The amendment, placed before the Standing Committee of National People's Congress (NPC) last Friday for a first read through, applies the minimum registered capital to limited companies in all industries, except for cases where other laws or regulations otherwise stipulate. The current Corporation Law differentiates between consulting, commercial and manufacturing categories.
"The amendment contains many aggressive changes that will foster the creation of new businesses," Fu said. "But I don't see it as a surprise because the changes just come in a way they should be, in the context of an ever-improving economic legal system."
He noted that corporate regulations have been changing in many ways in China.

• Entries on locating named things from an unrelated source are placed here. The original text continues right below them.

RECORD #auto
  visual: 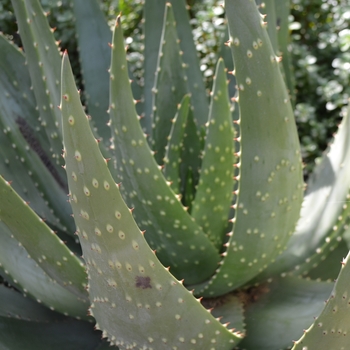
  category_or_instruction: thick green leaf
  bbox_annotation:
[0,35,74,231]
[0,222,91,319]
[163,95,190,194]
[110,13,220,283]
[258,104,350,280]
[61,45,240,350]
[196,0,303,296]
[12,0,66,176]
[239,277,333,350]
[293,254,350,350]
[144,0,209,133]
[73,0,112,144]
[152,3,188,164]
[0,317,102,350]
[191,59,235,251]
[0,176,87,299]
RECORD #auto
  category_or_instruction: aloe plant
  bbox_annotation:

Last year, for example, local industrial and commercial administrations stopped requiring companies to specify whether they are retailers, consultants, tobacconists or manufacturers on their business licences. Instead, most companies now simply must specify "anything not banned by laws or administrative regulations."
The reason is that a law on administrative licensing went into effect last July, which forbids administrations from checking or approving things unless there is a legislative requirement to do so.

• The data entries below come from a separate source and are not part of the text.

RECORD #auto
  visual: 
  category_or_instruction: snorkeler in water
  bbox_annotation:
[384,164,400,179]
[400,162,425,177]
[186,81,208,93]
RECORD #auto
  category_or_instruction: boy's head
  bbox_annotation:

"In the administrative aspects, the old psychology that suspects and challenges everything is fading out," said Fu.
"Similarly, some limiting rules in the Corporation Law, be they registered capital or something else, do not make sense anymore."

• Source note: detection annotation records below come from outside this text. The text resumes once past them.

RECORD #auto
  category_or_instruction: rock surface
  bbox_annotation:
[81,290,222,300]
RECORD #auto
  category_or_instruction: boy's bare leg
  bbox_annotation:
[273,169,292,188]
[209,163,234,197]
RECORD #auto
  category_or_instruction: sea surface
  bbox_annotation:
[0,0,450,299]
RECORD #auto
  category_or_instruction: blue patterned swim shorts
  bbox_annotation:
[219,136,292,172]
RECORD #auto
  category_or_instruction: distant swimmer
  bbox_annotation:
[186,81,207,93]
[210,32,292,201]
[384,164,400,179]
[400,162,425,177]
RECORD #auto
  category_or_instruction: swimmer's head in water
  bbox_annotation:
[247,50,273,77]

Another big change in the draft amendment is that citizens will be allowed to open single-person limited companies. The current law requires at least two founders for a limited company, whereas single-person businesses have unlimited liability and an exclusion from bankruptcy protection.
But Fu said it is still too early to tell whether the revision of the law will stimulate mass registrations of small companies, as the prospects of ventures will remain a top concern of business founders.
"But the amendment shows respect for the reality in the business world," he said. "This is an encouraging sign and the revised law will facilitate many business people's ambitions."
From many legal professionals' perspectives, the large-scale modification of the Corporation Law embodies a big change in legislators' mindsets.
"Most regulatory measures were stipulated at a time when the market system was budding, so they were focused on big State-owned companies and there was not much consideration for small and private businesses," said Wang Xinxin, a professor of economics law at prestigious Renmin University of China in Beijing.
The tough registered capital requirement indicates that the legislators were more concerned with "static" economic security rather than the dynamics of commerce, Wang said.
Moreover, there were many stiff industrial regulations by various administrations besides the statutes, which made it very difficult for individuals to start a venture, he added.
"In the past, the law wanted to make sure that a company has to go through strict examinations to get started, so that the creditors' risks are minimized and the economy won't run off track," Wang said.
"In a sense, the law was providing guarantees to creditors by depriving the poor of their rights to invest."
"But the prevalent idea today is it is up to businesses themselves to care about commercial risks, where as the law should focus on providing fair and effective market rules."
The draft amendment counts stock as a valid form of capital, in addition to the current law's options that include currency, materials, industrial property, non-patent technologies and land use rights. It also largely improves the share of intangible assets in registered capital as well as the ratio of external investment to net assets.
The amendment affects far more than just small limited companies or deregulation, since there are many more precise regulatory rules related to companies of different sizes and organizational forms.
The draft specifies meeting procedures of boards of directors and strengthens the roles of boards of supervisors and shareholders to restrain directors.
It makes clear that boards of supervisors should meet at least once a year in limited companies, and once every six months in shareholding companies. Shareholders representing more than 10 per cent of votes in a limited company can propose temporary shareholders' meetings, compared to the one-fourth of votes required presently.
Liu Junhai, a researcher with the Institute of Law of Chinese Academy of Social Sciences, said the revised law will have far-reaching implications on the operation of public firms and the securities market.
"In many places the shareholders' meetings have become something irrelevant and small investors have little leverage over executives," Liu said, attributing the problem to insufficient rules in the law.
Many stipulations in the amendment are vital to improve corporate governance systems and may add some morale to the sluggish stock market, he said.
The draft requires two-thirds votes of shareholders when a public firm disposes more than 30 per cent of its assets within a year. There are some detailed articles that restrict directors, supervisors and the management from conducting "connected transactions" that may allow them to profit at the expense of the firm's interests.
It allows shareholders to sue public company seniors for damaging their rights. Small shareholders can also file lawsuits on behalf of a public company if the company's interests are hurt, if the management refuses to take legal action.
"Strengthening shareholders' rights should be a main principle of the revision of the law," said Liu.
The amendment, for the first time, also makes clear the role of independent directors. It stipulates that they should account for at least one-third of a public firm's board to foster checks-and-balances in the decision-making process.